Meet the photographer challenging stereotypes and celebrating black sisterhood.

Miranda Barnes didn’t have to look far to find the inspiration for her heartwarming photography project. In her collection, “Doubles,” the 22-year-old photographer from Brooklyn captures the indelible sisterhood of black female twins, glowing with joy and affection for one another. Her grandmother was a twin and passed away in 2009. The family only has…

Miranda Barnes didn’t have to look far to find the inspiration for her heartwarming photography project.

In her collection, “Doubles,” the 22-year-old photographer from Brooklyn captures the indelible sisterhood of black female twins, glowing with joy and affection for one another.

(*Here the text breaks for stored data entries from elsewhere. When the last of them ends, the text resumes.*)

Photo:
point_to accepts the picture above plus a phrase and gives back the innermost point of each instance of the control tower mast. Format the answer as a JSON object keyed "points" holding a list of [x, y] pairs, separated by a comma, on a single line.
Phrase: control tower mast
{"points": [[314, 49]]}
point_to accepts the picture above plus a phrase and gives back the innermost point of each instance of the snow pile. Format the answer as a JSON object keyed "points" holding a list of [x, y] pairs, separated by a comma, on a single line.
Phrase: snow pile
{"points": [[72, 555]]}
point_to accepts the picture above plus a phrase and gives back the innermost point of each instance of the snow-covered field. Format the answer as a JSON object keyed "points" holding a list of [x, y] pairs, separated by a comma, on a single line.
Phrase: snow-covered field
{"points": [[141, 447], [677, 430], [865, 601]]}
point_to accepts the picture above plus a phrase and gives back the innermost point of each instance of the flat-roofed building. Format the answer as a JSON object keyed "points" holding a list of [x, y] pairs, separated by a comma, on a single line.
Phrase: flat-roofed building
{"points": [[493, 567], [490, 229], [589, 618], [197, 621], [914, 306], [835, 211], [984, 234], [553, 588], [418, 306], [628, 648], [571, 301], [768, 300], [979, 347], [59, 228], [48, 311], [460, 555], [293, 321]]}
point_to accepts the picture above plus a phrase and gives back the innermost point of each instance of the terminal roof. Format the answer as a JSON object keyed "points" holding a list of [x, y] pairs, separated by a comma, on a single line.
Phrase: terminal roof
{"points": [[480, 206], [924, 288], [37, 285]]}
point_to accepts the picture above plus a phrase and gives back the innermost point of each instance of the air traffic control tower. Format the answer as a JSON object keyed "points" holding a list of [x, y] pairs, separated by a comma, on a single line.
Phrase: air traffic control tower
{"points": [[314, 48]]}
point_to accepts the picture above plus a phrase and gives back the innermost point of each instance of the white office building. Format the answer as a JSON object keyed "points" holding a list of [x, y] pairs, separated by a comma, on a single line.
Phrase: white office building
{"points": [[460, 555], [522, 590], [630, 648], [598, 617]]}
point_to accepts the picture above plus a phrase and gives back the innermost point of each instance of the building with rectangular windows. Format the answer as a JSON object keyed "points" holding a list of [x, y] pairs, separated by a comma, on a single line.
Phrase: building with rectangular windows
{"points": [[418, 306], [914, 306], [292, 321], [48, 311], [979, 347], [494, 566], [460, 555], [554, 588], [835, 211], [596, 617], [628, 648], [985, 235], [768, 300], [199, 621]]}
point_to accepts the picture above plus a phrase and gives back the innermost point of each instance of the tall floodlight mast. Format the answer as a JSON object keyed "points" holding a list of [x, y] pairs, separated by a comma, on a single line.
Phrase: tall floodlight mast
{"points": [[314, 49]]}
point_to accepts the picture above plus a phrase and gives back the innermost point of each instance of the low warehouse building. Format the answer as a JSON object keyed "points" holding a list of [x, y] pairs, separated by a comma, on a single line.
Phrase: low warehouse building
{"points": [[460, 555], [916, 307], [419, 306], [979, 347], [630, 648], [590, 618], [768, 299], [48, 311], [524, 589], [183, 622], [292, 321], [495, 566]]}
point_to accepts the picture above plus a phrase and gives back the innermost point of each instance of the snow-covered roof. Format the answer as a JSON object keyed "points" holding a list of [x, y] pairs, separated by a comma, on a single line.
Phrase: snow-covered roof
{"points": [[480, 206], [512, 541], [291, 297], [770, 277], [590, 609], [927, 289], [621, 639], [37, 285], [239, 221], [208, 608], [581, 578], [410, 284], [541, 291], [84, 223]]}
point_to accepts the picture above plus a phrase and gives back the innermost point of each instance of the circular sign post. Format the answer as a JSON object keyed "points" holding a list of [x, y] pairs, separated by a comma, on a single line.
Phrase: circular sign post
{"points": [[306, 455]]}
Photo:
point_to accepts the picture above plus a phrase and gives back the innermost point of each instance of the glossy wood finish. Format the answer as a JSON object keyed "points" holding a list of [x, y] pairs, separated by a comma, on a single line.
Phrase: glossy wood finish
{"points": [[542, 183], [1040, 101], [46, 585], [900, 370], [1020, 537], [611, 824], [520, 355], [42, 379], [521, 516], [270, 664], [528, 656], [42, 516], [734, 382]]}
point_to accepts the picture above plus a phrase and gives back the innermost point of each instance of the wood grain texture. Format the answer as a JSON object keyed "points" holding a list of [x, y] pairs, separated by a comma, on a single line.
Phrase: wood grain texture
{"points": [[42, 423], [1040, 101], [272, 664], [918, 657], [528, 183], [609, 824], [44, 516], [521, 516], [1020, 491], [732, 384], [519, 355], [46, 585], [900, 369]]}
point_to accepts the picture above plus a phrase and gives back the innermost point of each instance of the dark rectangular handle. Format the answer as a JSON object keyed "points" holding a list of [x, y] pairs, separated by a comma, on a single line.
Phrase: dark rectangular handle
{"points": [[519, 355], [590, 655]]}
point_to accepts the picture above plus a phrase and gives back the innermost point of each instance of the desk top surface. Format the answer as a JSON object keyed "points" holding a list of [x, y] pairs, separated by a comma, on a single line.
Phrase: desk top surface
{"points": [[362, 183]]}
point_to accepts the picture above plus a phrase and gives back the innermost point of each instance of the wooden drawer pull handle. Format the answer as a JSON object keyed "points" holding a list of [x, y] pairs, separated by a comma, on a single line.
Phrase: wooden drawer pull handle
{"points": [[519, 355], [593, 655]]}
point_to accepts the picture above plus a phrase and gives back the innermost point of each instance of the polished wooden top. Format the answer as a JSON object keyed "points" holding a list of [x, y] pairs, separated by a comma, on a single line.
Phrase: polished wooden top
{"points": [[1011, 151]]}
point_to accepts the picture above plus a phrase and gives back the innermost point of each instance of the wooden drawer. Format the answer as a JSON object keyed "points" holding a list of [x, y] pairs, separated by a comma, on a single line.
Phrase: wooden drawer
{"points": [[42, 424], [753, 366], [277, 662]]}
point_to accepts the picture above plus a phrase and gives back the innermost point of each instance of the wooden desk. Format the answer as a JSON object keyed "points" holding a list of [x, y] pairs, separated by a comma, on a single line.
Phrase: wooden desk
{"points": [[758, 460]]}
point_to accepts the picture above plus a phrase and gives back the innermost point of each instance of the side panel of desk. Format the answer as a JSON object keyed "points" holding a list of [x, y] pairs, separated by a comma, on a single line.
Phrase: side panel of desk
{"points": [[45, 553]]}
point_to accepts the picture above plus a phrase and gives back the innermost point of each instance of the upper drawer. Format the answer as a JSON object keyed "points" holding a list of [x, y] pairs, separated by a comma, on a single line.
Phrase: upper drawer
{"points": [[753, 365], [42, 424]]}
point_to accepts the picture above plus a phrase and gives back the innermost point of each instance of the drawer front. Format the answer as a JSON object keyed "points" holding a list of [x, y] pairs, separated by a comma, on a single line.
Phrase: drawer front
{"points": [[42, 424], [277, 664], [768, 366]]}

Her grandmother was a twin and passed away in 2009. The family only has a few photos of the twins together, so Barnes pursued this project as a way to reconnect with her family history and celebrate the kinship among black women — sisters by blood or shared experience.

“When we talk about black women being celebrated for being caring and loving, it’s always in a mothering way but never in a sisterhood way,” she says.

But finding black twins to photograph wasn’t easy.

When the project began, she didn’t know any sets of black girl twins. She met her first pair of twins through a mutual friend and a few more through chance encounters that can only be described as fate. Once, Barnes saw a mom and her twin daughters on the subway.

“She was a tired mom with two kids, and I was like, ‘This is going to sound so weird,’” Barnes says with a laugh. “But she let me into her home, and we’ve remained friends. … It’s funny to see how I met a lot of these people.”

Now, with the project generating so much buzz, twins are approaching her, making the scouting process easier. She even considered expanding the project to include male twins, but after a few shoots, she just wasn’t feeing the same connection to her work. For now, she’s focusing her attention on women and girls.

Barnes hopes her series exudes the joy and warmth she sees in black women each day.

Too often, the media represents black women with stereotypes and tired tropes of the angry black woman or the mamie-like matriarch. Shows like “Living Single” and “Girlfriends” have long been cancelled. Reality programs like “Real Housewives of Atlanta” and “Love and Hip-Hop” focus more on backstabbing and fights than genuine relationships.

Undoing generations of stereotypes to celebrate black womanhood, friendship, and sisterhood is no easy task, but it’s vital work.

“I don’t think my photos can change that, but I do like to show a different side of black women that deserves to be shown,” Barnes says.